The most common variation is the three-point stance. The purpose of this stance is to give the player leverage and allow more of their legs' power to be used. This is the offensive lineman's most used stance. It allows them to easily stay low and move in any direction at the snap of the ball. The interior defensive lineman use this stance for the same reason; however, it is usually slightly adjusted.

===Technique===
The added "point" is the player's strong hand on the ground (the down-hand). In higher divisions of play, ambidexterity between down-hands is required. A player entering the stance begins in a two-point stance; the player's staggered foot will be on the same side as the down-hand. The player then bends the knees and waist until the thighs and back are nearly parallel to the ground. The down-hand is merely an anchoring point for offensive linemen; typically, very little weight is put onto it. Offensive linemen may have to move in any direction so it is counterproductive to put weight on their down-hand (this only facilitates forward movement.) However, defensive players usually put more weight on their down-hand to have a more explosive start as they almost always go forward.

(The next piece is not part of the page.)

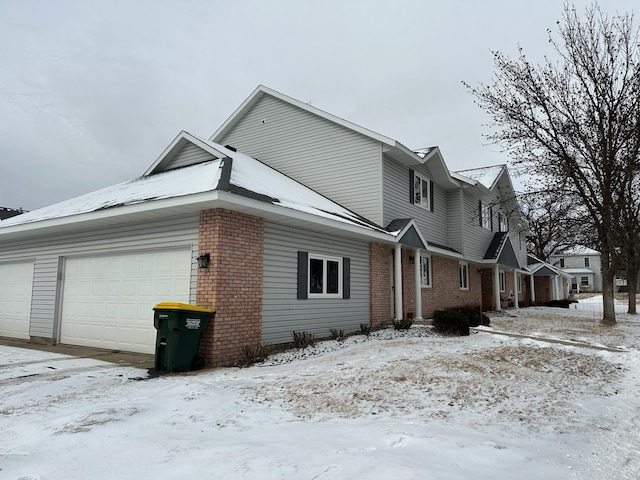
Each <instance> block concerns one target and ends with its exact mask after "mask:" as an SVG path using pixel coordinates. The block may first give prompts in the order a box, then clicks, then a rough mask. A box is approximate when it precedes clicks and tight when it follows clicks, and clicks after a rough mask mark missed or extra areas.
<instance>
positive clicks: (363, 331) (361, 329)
mask: <svg viewBox="0 0 640 480" xmlns="http://www.w3.org/2000/svg"><path fill="white" fill-rule="evenodd" d="M360 333H361V334H362V335H367V336H369V335H370V334H371V324H370V323H361V324H360Z"/></svg>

This gives them the power of their legs coupled with forward momentum for a stronger push.

==Four-point stance==
The least common variation is the four-point stance. This stance is used for maximum explosion and leverage in one direction (straight ahead of the player). Offensive linemen will typically only use it if they need to force the line forward only inches. Interior defensive linemen will use it to keep this push from happening.

===Technique===
The added "point" in this stance is the other arm. It is simply a three-point with the other hand put down. However, the hands in this case are allowed as much of the body's weight as the feet.

==Proposed bans==
The three-point stance has become a staple in every football game. However, this has drawn attention to the danger it puts players in. The NFL has gained a bad reputation because of the players' long-term and sometimes life-threatening complications brought about by head injuries. The NFL's commissioner, Roger Goodell, has stated the possibility of banning the three-point stance because it makes linemen more likely to initiate head-to-head contact.